Les chanteurs de la Maîtrise Notre-Dame de Paris, organistes et solistes, piaffent d'impatience avant de retrouver la cathédrale, leur écrin, pour les premiers offices et concerts après cinq années passées hors les murs, longues mais aussi riches en expériences.
"J'ai hâte de pouvoir aller chanter là-bas, surtout pour un si grand événement mondial qui parle à tellement de gens", s'enthousiasme Rébecca Moeller, soprano dans le choeur adultes, rencontrée par l'AFP à l'issue d'une répétition le week-end dernier, à une semaine de la réouverture officielle, samedi.
Depuis plusieurs semaines, c'est l'effervescence au 39 boulevard Saint-Germain, à Paris, où répètent les quelque 80 chanteurs de 8 à 30 ans, répartis entre trois choeurs (enfants, Jeune ensemble et adultes), qui assureront la partie lyrique de cet événement historique.
"Dès la réouverture, nous avons énormément d'offices à animer musicalement", explique Henri Chalet, directeur et chef de choeur principal, heureux de "dépenser toute notre énergie dans la cathédrale".
Car, après les deux jours consacrés aux cérémonies (samedi) et messes (dimanche) d'ouverture, le programme est intense pour ces experts en musique sacrée, avec 25 offices, vêpres et messes rien que pour la première semaine.
A la suite de l'incendie du 15 avril 2019, la Maîtrise, qui assurait environ 1.200 offices par an, avait trouvé refuge en l'église parisienne Saint-Germain de l'Auxerrois.
"Il fallait qu'on garde notre spécificité et qu'on continue à s'entraîner, à répéter et à faire vivre le répertoire propre à la cathédrale et propre à la Maîtrise, pour ne pas perdre notre savoir-faire", retrace Emilie Fleury, cheffe des choeurs enfants et Jeune ensemble.
Elle éprouve "beaucoup de joie et d'impatience à l'idée de retrouver la cathédrale, magnifiée après les rénovations, son acoustique, son environnement, son âme". "Quant aux enfants, ça les marquera pour leur vie entière", assure-t-elle.
- "chargé d'histoire" -
Lui aussi va retrouver un instrument qui lui tient à coeur: Thierry Escaich, l'un des quatre organistes titulaires du grand orgue sauvé des flammes et restauré, a pu répéter, avec ses trois collègues, en vue du jour J. C'était un moment "magique", se remémore-t-il, "au milieu d'une fourmilière" d'artisans et ouvriers s'activant dans la dernière ligne droite.
C'est ensuite toute une saison de concerts qui s'annonce. Au programme du concert de réouverture, les 17 et 18 décembre, le "Magnificat" de Jean-Sébastien Bach, oeuvre emblématique jouée par exemple le soir de la Libération de Paris en août 1944.
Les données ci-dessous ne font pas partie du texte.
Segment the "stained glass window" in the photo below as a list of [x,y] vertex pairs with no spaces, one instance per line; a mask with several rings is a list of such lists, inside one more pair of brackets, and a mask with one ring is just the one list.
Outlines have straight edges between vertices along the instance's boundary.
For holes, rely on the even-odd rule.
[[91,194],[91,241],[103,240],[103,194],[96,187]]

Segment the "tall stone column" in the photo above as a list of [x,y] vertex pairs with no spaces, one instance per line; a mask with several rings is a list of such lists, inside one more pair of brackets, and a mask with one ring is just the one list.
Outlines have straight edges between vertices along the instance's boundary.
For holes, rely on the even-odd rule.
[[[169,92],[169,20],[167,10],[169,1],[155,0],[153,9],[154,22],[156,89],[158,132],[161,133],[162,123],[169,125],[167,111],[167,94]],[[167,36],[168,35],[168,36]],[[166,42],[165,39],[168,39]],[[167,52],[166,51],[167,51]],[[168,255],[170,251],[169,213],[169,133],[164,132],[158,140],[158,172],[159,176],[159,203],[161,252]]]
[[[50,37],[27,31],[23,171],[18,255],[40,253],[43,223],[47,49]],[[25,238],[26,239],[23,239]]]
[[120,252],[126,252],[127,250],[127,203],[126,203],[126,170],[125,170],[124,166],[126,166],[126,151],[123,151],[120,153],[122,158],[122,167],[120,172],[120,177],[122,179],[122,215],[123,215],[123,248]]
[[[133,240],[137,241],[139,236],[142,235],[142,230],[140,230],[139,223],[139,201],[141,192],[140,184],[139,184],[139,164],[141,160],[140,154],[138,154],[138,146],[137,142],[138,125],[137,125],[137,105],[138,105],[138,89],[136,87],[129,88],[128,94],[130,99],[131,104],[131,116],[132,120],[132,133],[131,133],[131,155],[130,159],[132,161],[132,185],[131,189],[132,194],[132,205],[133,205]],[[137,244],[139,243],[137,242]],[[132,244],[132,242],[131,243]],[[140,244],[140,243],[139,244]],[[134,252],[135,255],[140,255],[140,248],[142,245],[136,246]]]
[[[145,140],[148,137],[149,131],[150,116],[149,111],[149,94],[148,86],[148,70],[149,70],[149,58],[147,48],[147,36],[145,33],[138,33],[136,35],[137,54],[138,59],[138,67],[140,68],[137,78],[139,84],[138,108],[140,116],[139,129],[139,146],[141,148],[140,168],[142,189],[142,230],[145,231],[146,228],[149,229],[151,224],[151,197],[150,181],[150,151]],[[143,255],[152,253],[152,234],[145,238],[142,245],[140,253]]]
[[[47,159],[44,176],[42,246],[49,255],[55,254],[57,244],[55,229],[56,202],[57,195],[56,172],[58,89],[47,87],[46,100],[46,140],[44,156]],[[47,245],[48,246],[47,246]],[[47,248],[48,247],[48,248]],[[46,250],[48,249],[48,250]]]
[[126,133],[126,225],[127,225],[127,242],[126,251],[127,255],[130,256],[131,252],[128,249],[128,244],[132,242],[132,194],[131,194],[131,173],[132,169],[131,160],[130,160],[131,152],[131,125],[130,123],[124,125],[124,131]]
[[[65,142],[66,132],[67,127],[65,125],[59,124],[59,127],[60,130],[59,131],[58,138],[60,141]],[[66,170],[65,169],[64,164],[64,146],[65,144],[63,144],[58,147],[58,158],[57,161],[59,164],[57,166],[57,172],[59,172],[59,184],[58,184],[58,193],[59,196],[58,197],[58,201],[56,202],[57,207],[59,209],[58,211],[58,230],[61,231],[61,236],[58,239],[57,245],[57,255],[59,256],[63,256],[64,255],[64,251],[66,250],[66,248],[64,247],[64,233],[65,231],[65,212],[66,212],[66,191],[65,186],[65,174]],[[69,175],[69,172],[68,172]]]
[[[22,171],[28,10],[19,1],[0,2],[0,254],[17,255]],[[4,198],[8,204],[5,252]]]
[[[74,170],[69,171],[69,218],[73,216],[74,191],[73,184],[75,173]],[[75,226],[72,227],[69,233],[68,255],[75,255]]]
La soliste mezzo-soprano Eva Zaïcik est ravie d'y être. Elle connaît bien les lieux, elle qui avait l'habitude d'y chanter deux à trois fois par semaine, y a animé des messes et donné des concerts, pendant ses quatre ans de formation à la Maîtrise puis comme soliste professionnelle.
"Je me sens très chanceuse", car "Notre-Dame a vraiment été un passage très important dans ma vie" et "ce lieu est tellement chargé d'histoire et de musique !", dit-elle, se souvenant du "traumatisme" vécu lors de l'incendie.
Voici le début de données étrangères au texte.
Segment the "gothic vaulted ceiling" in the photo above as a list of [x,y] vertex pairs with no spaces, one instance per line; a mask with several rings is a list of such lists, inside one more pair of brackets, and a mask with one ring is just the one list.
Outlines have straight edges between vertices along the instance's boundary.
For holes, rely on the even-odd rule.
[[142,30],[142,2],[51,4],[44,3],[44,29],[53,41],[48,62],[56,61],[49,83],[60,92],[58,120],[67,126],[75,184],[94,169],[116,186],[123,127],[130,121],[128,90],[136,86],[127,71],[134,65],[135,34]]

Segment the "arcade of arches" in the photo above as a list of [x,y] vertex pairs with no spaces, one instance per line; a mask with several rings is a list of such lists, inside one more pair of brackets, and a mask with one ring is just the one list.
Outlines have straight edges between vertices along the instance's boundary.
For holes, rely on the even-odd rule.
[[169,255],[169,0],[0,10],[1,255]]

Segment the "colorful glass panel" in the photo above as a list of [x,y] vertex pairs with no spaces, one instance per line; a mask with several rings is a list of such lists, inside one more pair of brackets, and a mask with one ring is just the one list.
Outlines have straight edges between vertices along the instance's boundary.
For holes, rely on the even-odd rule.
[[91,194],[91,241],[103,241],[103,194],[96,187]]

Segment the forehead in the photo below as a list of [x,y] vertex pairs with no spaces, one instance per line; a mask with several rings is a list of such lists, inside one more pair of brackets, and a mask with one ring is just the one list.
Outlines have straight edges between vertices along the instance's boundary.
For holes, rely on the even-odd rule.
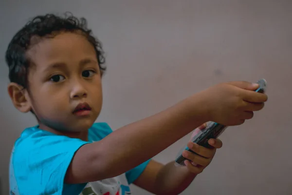
[[94,47],[86,37],[67,32],[42,38],[28,51],[28,55],[40,68],[60,62],[73,64],[84,58],[97,60]]

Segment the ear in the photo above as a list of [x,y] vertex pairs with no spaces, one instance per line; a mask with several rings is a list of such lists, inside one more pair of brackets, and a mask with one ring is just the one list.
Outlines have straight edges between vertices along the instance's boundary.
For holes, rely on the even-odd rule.
[[8,90],[12,103],[18,110],[22,113],[31,110],[31,104],[26,89],[17,83],[11,82],[8,85]]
Pendant la période qui a suivi, la Maîtrise a pu se produire en concerts hors les murs. "On a chanté dans d'autres églises parisiennes, au Théâtre du Châtelet, à la Philharmonie de Paris. J'ai fait un opéra avec les enfants à l'Opéra de Lille, on est allé dans le sud de la France pour un festival", énumère Emilie Fleury.
"On a ainsi abordé un répertoire nouveau, c'était intéressant de passer un peu à la musique profane" mais aussi "de découvrir une pluralité d'acoustiques". "C'était très enrichissant, au final", se réjouit-elle.
Le choeur d'adultes s'est aussi produit en tournée aux Etats-Unis en 2023, "une première dans l'histoire" de cette école de chant à la tradition séculaire, se félicite Henri Chalet. "L'incendie a dû nous forcer à nous réinventer et à rayonner autrement".